Prosecutors raided prominent human rights group Memorial on Thursday as part of a check into the group's activities, one of hundreds of raids at non-governmental groups across the country in recent days.
The check at one of the group's offices in central Moscow was temporarily interrupted by NTV reporters, who arrived at the same time and said they were gathering material for an upcoming exposé.
Officials from the Prosecutor General's Office, Interior Ministry, Justice Ministry and Federal Tax Service turned up late Thursday morning at Memorial's office on Ulitsa Karetny Ryad, located near the central Chekhovskaya metro station, the rights group said in an e-mailed statement.
The officials were checking whether Memorial complies with a law obliging foreign-funded non-governmental organizations engaging in "political activities" to register as "foreign agents," according to the statement.
Memorial has said it would boycott the law, adopting a similar stance to rights organizations including Lyudmila Alexeyeva's Moscow Helsinki Group. Justice officials earlier described the legislation as unenforceable.
Thursday's raid on Memorial's office comes the same week that government inspectors conducted unannounced checks at hundreds of NGOs across Russia, citing legislation combating extremism.
Observers have said the raids are part of a scare campaign aimed at intimidating independent organizations critical of the government, and the presidential human rights council on Thursday issued an appeal to Prosecutor General Yury Chaika to halt the raids, which it described as "harassing" law-abiding NGOs.

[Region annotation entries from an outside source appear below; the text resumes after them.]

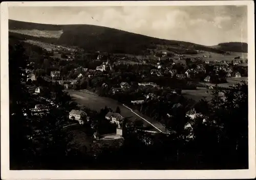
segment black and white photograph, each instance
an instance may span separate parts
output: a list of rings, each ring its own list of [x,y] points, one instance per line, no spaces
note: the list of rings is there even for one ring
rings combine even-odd
[[[255,178],[254,22],[251,1],[2,3],[2,178]]]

Memorial head Alexander Cherkasov's phone was switched off throughout the raid, which lasted more than six hours, but former head Oleg Orlov told journalists from the Grani.ru news portal that prosecutors had seized documents relating to Memorial's founders, corporate charter, accounts and sources of funding and that they had requested access to dozens more.
Orlov said the raid would not place Memorial's future work in jeopardy and was aimed at scaring NGOs into "self-censorship." Memorial runs both a human rights group and a research center documenting Soviet political repression.
Anna Karetnikova, an activist with Memorial, said in comments on Twitter that the NTV journalists ran around Memorial's office asking staff, "Do you receive funding from abroad?" before police escorted them out of the building.
The journalists, who were identified as Pyotr Drogovoz and Alexander Belyayev, remained parked on the street outside Memorial's office until the evening as the check continued, she said.
NTV later confirmed that footage filmed by Drogovoz and his colleague would feature in its "Emergency Situation" series. Earlier programs in the same series prompted investigators to open criminal cases against opposition leaders for allegedly orchestrating mass riots.
Pavel Chikov, a member of President Vladimir Putin's human rights council, told The Moscow Times on Monday that prosecutors issued the initial order to check NGOs in late February, days after Putin reminded senior Federal Security Service officers to enforce the new rules governing non-governmental organizations.
"Any direct or indirect interference in our internal affairs, any form of pressure on Russia, on our allies and partners is unacceptable," Putin told FSB officers, sticking to the government line that foreign-funded NGOs were bent on destabilizing Russia.
But even before Putin's speech, Memorial was targeted for being a supposed "foreign agent." On Nov. 21, the day the NGO law came into force, unidentified hooligans painted the words "Foreign Agent. Love U.S.A." under the windows of one of the group's Moscow offices.